Wohin mit den Rekordmengen? Schneemassen bringen Osttirol ins Schwitzen

Die enormen Schneemassen in Osttirol stellen dieser Tage eine große Herausforderung dar – Mensch wie Tier. In den Seitentälern hängen riesige Schneemengen in den Höhen. Die SPÖ fordert die Verlegung der Stromkabel unter die Erde.

Schnee in Flüsse zu kippen, ist nur bis zu 48 Stunden nach dem Schneefall erlaubt. Hier eine Aufnahme von der Schneerampe an der Isel.
© Expa/JFL

Von Catharina Oblasser

Lienz, Hopfgarten i. D. – Der Schneefall in Osttirol hat aufgehört, doch damit sind die Probleme noch lange nicht zu Ende. Wohin mit den Rekordmengen, die über dem Bezirk niedergegangen sind? Sie müssen aus dem Weg geschafft werden, um Straßen, Parkplätze und Wege frei zu machen.

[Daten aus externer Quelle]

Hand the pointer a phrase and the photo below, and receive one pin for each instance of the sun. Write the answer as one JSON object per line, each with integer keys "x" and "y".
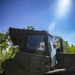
{"x": 63, "y": 6}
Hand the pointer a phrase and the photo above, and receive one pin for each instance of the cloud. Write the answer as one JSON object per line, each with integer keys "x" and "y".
{"x": 51, "y": 27}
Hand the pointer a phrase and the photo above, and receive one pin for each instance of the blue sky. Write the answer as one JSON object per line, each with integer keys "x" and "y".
{"x": 52, "y": 15}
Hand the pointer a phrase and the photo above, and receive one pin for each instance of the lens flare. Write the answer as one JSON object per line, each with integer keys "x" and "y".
{"x": 63, "y": 6}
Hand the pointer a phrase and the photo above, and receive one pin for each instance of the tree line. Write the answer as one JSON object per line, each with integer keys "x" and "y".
{"x": 8, "y": 50}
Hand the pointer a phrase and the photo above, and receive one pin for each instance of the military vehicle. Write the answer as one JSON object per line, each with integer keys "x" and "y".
{"x": 37, "y": 54}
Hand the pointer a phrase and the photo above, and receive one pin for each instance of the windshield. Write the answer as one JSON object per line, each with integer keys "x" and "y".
{"x": 36, "y": 42}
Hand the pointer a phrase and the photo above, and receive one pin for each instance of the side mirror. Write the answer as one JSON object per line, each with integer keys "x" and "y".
{"x": 54, "y": 46}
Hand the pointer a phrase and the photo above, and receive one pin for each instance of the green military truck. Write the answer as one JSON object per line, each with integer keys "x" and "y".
{"x": 37, "y": 55}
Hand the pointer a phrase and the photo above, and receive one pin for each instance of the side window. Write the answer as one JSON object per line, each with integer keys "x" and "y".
{"x": 36, "y": 42}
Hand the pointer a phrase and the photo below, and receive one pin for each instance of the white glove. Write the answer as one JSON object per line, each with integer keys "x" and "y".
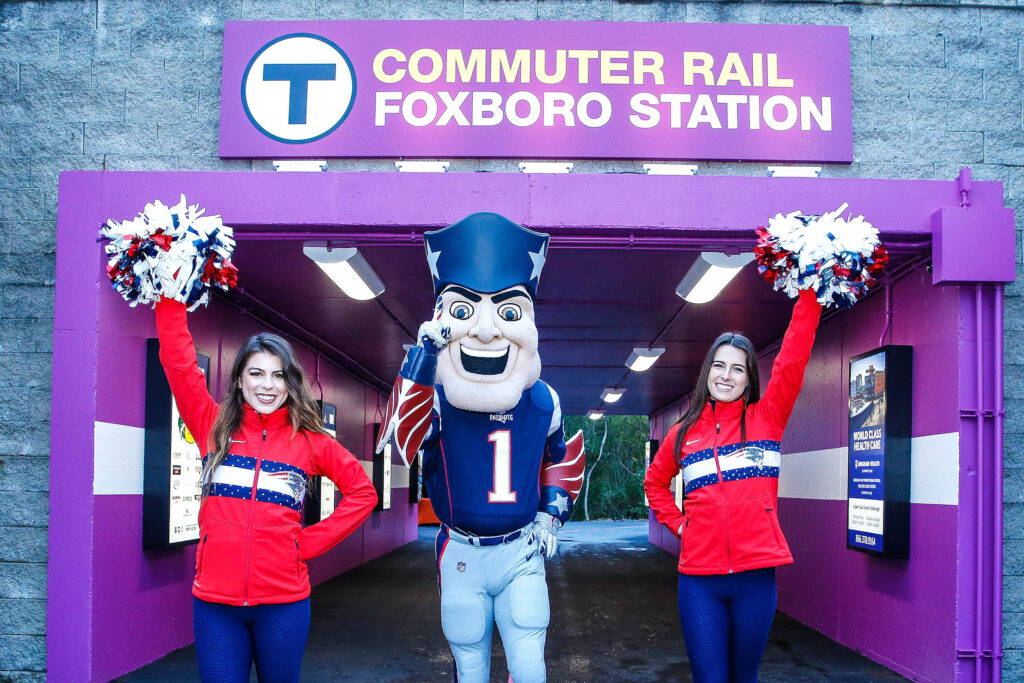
{"x": 546, "y": 532}
{"x": 433, "y": 337}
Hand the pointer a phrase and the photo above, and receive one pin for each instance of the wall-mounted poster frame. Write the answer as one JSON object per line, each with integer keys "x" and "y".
{"x": 173, "y": 463}
{"x": 879, "y": 481}
{"x": 649, "y": 449}
{"x": 321, "y": 500}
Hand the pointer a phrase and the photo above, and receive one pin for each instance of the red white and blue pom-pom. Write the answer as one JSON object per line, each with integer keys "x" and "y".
{"x": 840, "y": 259}
{"x": 173, "y": 252}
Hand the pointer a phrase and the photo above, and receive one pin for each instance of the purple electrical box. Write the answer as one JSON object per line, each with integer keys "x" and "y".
{"x": 973, "y": 245}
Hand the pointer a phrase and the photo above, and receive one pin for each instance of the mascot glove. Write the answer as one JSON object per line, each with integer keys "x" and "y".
{"x": 546, "y": 532}
{"x": 433, "y": 337}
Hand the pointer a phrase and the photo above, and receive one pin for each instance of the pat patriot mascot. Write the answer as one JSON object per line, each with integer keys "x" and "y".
{"x": 497, "y": 467}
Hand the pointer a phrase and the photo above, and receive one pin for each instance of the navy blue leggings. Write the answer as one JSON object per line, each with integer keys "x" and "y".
{"x": 726, "y": 620}
{"x": 228, "y": 638}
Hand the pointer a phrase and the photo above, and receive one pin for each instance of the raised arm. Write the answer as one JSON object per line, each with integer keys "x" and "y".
{"x": 177, "y": 355}
{"x": 409, "y": 410}
{"x": 787, "y": 371}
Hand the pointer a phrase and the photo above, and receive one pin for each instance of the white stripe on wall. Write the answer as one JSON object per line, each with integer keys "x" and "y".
{"x": 822, "y": 474}
{"x": 117, "y": 462}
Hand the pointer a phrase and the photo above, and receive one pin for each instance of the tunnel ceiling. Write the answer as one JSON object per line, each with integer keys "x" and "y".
{"x": 594, "y": 305}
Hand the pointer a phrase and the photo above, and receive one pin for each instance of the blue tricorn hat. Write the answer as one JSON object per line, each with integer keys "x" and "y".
{"x": 486, "y": 253}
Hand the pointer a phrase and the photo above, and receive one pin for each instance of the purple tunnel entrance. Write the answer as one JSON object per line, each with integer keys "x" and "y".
{"x": 620, "y": 245}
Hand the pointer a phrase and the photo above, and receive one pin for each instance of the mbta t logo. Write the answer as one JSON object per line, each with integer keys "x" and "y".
{"x": 298, "y": 88}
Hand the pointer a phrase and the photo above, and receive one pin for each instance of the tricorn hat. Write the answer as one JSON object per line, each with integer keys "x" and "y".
{"x": 486, "y": 253}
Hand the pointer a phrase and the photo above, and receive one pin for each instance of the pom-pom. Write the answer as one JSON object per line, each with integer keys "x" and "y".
{"x": 174, "y": 252}
{"x": 839, "y": 259}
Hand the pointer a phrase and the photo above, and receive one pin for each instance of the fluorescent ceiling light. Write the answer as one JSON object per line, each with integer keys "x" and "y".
{"x": 307, "y": 165}
{"x": 642, "y": 358}
{"x": 709, "y": 275}
{"x": 611, "y": 394}
{"x": 422, "y": 166}
{"x": 670, "y": 169}
{"x": 545, "y": 167}
{"x": 347, "y": 268}
{"x": 794, "y": 171}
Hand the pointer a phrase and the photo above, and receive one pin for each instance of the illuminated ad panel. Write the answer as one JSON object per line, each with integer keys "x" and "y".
{"x": 536, "y": 89}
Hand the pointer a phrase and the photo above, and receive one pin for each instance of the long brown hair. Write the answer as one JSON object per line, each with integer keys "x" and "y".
{"x": 698, "y": 398}
{"x": 303, "y": 412}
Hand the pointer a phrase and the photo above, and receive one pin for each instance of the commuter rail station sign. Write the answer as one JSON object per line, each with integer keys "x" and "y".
{"x": 536, "y": 89}
{"x": 879, "y": 475}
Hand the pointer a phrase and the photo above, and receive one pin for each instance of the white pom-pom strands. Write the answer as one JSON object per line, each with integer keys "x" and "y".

„Eines ist klar: So viel Schnee wie heuer hat es seit Langem nicht mehr gegeben“, sagt der Lienzer Vizebürgermeister Siegfried Schatz. Die 50 Mitarbeiter des städtischen Wirtschaftshofs und das Personal der Privatfirmen, die zu Hilfe gerufen wurden, arbeiten hart. Mit Fräsen wird der Schnee auf Lkw befördert und in die Flüsse abgeladen. Es gibt drei Rampen in der Stadt, zwei an der Isel und eine an der Drau. Damit ist aber bald Schluss, denn laut Vorgaben des Landes ist die Schneeeinbringung nur bis maximal 48 Stunden nach Ende des Niederschlags erlaubt. Alles, was dann noch übrig ist, muss deponiert werden. „Wir haben zwei Depots am Stadtrand. Wenn nötig, kann noch ein drittes, ein Privatgrundstück hinter der Tennishalle, angemietet werden“, so der Lienzer Vizebürgermeister.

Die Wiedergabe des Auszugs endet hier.